Pulsed Laser Ablation Characteristics of Light-Absorbing Mask Layer Based on Coating Thicknesses under Laser Lift-Off Patterning Process

• Published in: Micromachines (Basel) Vol. 15; no. 6; p. 747
• Main Authors: Hyun, Daehee, Lee, Hee-Lak, Moon, Yoon-Jae, Hwang, Jun-Young, Moon, Seung-Jae
• Format: Journal Article
• Language: English
• Published: Switzerland MDPI AG 01.06.2024; MDPI
• Subjects: Ablation; Cameras; Coatings; Dielectric films; Electromagnetic absorption; Etching; Fluence; Integrated circuit fabrication; Laser ablation; laser direct patterning; Lasers; lift-off; Oxide coatings; Parameters; Patterning; Photolithography; Photovoltaic cells; Pulsed lasers; Ratios; Solar cells; Substrates; Thickness; Thin films; transparent oxide film; South Korea; United States > US; lift-off; laser ablation; laser direct patterning; transparent oxide film
• ISSN: 2072-666X; 2072-666X
• DOI: 10.3390/mi15060747

Thin transparent oxide layers are typically patterned for use in electronic products including semiconductors, displays, and solar cells for applications such as transparent electrodes, insulating films, and encapsulation films. Conventional patterning methods have traditionally been used in photolithography and lift-off processes. Photolithography employs the wet development process, which has disadvantages such as potential undercut effects, swelling, chemical contamination, and high process costs. On the other hand, laser ablation, which has the advantages of high accuracy, high speed, a noncontact nature, and selective processing, can be used to pattern thin films. However, absorption in transparent oxide films is usually low.
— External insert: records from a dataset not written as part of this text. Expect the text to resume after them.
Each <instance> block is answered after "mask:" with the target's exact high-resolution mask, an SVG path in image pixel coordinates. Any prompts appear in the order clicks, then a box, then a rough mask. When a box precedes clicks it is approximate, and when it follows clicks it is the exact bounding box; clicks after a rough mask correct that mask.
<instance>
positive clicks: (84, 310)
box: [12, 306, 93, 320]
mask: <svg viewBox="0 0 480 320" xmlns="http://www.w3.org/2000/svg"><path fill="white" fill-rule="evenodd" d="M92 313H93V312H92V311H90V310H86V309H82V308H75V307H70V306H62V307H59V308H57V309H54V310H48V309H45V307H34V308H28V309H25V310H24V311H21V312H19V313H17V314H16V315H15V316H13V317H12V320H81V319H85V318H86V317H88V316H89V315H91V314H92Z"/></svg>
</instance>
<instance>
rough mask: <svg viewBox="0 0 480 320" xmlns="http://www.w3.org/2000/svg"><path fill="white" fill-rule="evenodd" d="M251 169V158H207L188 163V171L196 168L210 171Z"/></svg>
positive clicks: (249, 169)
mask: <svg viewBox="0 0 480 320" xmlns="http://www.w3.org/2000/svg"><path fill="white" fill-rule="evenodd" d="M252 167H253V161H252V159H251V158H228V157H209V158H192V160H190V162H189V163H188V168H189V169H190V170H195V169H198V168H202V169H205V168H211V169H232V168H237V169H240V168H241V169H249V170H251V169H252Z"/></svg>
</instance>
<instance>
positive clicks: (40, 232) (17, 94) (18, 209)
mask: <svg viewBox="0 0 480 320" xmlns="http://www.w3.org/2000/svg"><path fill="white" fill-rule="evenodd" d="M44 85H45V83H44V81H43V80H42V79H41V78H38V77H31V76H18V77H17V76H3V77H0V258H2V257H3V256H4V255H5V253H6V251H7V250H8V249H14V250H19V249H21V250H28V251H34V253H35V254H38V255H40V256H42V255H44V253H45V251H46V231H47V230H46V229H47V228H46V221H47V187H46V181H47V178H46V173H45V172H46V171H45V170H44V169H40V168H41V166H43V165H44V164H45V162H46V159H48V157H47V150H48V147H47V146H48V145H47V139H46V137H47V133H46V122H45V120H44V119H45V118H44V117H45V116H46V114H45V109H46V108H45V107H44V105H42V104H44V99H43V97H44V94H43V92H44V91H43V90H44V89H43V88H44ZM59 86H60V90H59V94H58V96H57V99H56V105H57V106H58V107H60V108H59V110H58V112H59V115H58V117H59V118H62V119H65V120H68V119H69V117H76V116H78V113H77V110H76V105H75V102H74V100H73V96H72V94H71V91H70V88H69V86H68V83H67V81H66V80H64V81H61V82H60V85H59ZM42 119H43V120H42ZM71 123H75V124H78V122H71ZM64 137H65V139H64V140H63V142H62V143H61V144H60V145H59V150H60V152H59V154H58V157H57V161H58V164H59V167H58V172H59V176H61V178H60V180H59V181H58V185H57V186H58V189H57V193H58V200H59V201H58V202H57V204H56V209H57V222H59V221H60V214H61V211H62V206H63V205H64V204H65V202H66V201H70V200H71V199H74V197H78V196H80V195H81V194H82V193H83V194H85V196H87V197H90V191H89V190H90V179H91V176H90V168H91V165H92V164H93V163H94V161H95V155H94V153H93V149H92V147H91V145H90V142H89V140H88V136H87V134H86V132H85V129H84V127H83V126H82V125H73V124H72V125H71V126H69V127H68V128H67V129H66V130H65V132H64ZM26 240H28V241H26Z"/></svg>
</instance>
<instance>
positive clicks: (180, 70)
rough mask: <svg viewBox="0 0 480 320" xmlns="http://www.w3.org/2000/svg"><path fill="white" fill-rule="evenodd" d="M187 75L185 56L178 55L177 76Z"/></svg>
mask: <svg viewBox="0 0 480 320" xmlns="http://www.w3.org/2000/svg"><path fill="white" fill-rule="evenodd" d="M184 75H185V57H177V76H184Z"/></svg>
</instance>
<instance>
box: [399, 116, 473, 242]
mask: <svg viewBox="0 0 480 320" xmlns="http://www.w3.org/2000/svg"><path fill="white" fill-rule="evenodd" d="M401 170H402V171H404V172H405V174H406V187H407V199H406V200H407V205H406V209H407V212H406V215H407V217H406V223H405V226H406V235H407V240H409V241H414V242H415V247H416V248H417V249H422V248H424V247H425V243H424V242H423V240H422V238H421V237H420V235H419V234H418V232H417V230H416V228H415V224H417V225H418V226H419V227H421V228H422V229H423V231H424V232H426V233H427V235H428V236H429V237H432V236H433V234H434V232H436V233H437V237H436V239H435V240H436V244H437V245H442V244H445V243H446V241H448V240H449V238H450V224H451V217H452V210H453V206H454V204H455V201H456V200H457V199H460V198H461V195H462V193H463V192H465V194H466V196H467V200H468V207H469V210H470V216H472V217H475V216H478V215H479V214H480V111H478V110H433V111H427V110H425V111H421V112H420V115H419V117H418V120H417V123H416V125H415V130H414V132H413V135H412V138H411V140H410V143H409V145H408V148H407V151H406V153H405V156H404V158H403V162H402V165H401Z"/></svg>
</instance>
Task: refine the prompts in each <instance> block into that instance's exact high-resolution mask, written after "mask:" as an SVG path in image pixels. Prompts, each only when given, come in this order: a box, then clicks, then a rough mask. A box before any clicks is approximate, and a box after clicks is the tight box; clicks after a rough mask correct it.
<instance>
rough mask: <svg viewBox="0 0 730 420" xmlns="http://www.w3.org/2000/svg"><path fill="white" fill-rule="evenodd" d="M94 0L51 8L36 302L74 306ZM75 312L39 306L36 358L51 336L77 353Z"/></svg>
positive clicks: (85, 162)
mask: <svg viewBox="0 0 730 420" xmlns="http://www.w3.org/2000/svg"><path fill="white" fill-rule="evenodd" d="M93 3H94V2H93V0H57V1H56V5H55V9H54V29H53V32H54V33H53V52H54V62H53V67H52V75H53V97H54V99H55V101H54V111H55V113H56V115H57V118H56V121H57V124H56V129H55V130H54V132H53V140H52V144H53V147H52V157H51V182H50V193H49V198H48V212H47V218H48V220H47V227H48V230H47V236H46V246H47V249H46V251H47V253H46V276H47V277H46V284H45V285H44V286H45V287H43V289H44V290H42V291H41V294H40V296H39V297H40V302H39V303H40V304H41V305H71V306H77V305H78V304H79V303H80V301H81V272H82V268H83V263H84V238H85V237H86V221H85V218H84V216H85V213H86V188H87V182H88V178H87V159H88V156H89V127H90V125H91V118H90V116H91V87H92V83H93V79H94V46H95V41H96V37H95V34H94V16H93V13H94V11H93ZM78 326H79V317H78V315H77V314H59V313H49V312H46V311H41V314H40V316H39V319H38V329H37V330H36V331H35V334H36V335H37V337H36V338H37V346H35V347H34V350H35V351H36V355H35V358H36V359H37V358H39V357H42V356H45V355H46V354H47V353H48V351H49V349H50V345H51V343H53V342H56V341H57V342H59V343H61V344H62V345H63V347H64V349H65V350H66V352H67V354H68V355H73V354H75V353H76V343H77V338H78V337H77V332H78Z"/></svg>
In this study, experiments were conducted to determine the ablation characteristics of mask layers. The factors affecting ablation, including beam radii, fluences, overlap ratios, and coating thicknesses, were examined; and the parameters characteristic of residue-free ablation, namely the ablation threshold, minimum fluence, and minimum ablation linewidth, were also examined. The experimental results revealed that the beam radius was an important parameter in determining the resolutions of transparent films and substrates.